Apify for Apify

Posted on Nov 15, 2023 • Originally published at blog.apify.com on Aug 22, 2023

How to take screenshots and generate PDFs with Puppeteer

#puppeteer

Having the ability to capture screenshots and generate PDFs automatically is a valuable skill for developers, whether you're web scraping, making reports, testing, monitoring content, or archiving web pages. In this article, you'll learn how to use Puppeteer, a powerful Node.js package, to easily capture screenshots and generate PDFs from web pages.

Let the computer do the work of taking screenshots and generating PDFs with Puppeteer

What you need to get started

All you need is a basic knowledge of Node.js and JavaScript. If you don't have Node.js installed on your computer, head over to the official Node.js website, download and install the latest stable version. You can also follow this guide to help you properly install Node.

Why choose Puppeteer?

Before getting into the technical details, let's have a look at why Puppeteer is such a great tool for capturing screenshots and generating PDFs. Puppeteer is a headless browser library that provides a high-level API for controlling Chrome or Chromium browsers. Because of its versatility and ease of use, it is a popular tool for automating browser tasks.

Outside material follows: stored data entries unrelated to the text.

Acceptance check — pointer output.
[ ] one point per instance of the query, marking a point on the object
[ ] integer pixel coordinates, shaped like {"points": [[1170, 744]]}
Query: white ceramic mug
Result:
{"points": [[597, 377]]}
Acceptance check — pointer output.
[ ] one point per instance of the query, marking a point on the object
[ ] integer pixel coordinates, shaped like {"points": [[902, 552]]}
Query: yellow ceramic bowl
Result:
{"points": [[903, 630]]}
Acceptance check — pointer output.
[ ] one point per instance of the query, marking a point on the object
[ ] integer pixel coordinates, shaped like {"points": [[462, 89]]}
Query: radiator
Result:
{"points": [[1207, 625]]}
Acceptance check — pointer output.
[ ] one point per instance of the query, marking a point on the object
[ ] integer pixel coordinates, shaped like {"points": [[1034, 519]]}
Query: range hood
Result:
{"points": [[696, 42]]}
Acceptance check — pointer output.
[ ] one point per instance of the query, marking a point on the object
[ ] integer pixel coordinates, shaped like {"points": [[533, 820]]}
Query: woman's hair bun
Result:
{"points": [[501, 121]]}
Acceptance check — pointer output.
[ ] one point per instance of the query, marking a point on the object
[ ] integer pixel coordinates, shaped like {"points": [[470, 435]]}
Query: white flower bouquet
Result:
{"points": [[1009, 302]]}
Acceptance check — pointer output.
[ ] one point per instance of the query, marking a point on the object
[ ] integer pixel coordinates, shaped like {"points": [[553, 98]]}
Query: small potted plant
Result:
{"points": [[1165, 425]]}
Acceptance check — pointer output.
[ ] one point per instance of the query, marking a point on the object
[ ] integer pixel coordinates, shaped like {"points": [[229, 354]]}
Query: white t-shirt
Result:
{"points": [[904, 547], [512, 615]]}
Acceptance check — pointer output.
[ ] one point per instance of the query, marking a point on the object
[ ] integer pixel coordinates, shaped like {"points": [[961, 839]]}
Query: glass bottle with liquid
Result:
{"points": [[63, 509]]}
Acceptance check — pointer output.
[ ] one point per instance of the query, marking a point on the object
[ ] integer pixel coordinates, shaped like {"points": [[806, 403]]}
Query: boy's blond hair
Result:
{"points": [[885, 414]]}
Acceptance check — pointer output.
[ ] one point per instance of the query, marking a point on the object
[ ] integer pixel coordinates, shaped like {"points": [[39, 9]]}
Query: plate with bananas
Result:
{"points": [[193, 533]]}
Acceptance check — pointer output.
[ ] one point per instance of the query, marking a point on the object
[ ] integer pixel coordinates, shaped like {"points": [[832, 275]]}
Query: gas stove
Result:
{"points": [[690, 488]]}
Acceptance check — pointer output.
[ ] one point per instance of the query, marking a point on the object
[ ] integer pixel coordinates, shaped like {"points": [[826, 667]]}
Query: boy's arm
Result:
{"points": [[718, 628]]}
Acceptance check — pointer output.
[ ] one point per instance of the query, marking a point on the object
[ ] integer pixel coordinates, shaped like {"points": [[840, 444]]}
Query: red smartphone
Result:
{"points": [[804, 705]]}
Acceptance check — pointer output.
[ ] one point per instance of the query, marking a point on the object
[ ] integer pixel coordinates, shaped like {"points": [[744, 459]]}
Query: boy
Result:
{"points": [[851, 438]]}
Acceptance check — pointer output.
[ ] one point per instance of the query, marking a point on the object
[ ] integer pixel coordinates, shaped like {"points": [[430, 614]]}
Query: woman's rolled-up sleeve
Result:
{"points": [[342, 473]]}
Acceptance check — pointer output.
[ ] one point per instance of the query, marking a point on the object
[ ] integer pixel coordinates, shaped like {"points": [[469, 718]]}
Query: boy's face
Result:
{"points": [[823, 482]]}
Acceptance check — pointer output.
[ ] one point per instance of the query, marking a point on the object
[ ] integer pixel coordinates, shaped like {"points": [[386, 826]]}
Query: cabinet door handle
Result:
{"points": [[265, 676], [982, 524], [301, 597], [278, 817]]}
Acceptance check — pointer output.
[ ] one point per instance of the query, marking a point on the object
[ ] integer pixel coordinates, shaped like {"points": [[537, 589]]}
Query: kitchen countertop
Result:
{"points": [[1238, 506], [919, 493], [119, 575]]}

Puppeteer provides a perfect environment for such jobs, whether you need to navigate web pages, interact with elements, or perform specific actions.

6 reasons to use Puppeteer to take screenshots and make PDFs

Automated testing and quality assurance

Developers can use the Puppeteer screenshots method at various phases of a web application's functionality. These screenshots can be used for automated testing to ensure that user interface elements, layouts, and interactions are consistent across devices and browsers.
Visual regression testing

When making updates to a website, it's critical to avoid unintentional visual modifications. The ability of Puppeteer to take screenshots makes it a fantastic tool for performing visual regression tests. Developers can rapidly spot visual inconsistencies by comparing screenshots before and after changes.
Content monitoring and archiving

Puppeteer allows developers to capture screenshots or produce PDF snapshots of web pages on a regular basis. This is especially useful for content monitoring, tracking changes in online material, and building web page archives for historical purposes.
Reporting and documentation

Puppeteer makes it easier to generate PDF reports from web pages. By capturing screenshots of pertinent data and content, developers can produce informative and visually appealing reports. These PDF reports are useful for presenting insights, analytics, and summary information.
Regulatory sompliance and legal records

Some industries require web content records to be kept for regulatory or legal purposes. Puppeteer can be used to generate PDF screenshots of web pages, ensuring that correct records are kept.
E-commerce and catalog management

Online retailers frequently capture product pages, catalog listings, or shopping carts for a variety of purposes, such as producing marketing materials, checking inventories, or creating PDF catalogs.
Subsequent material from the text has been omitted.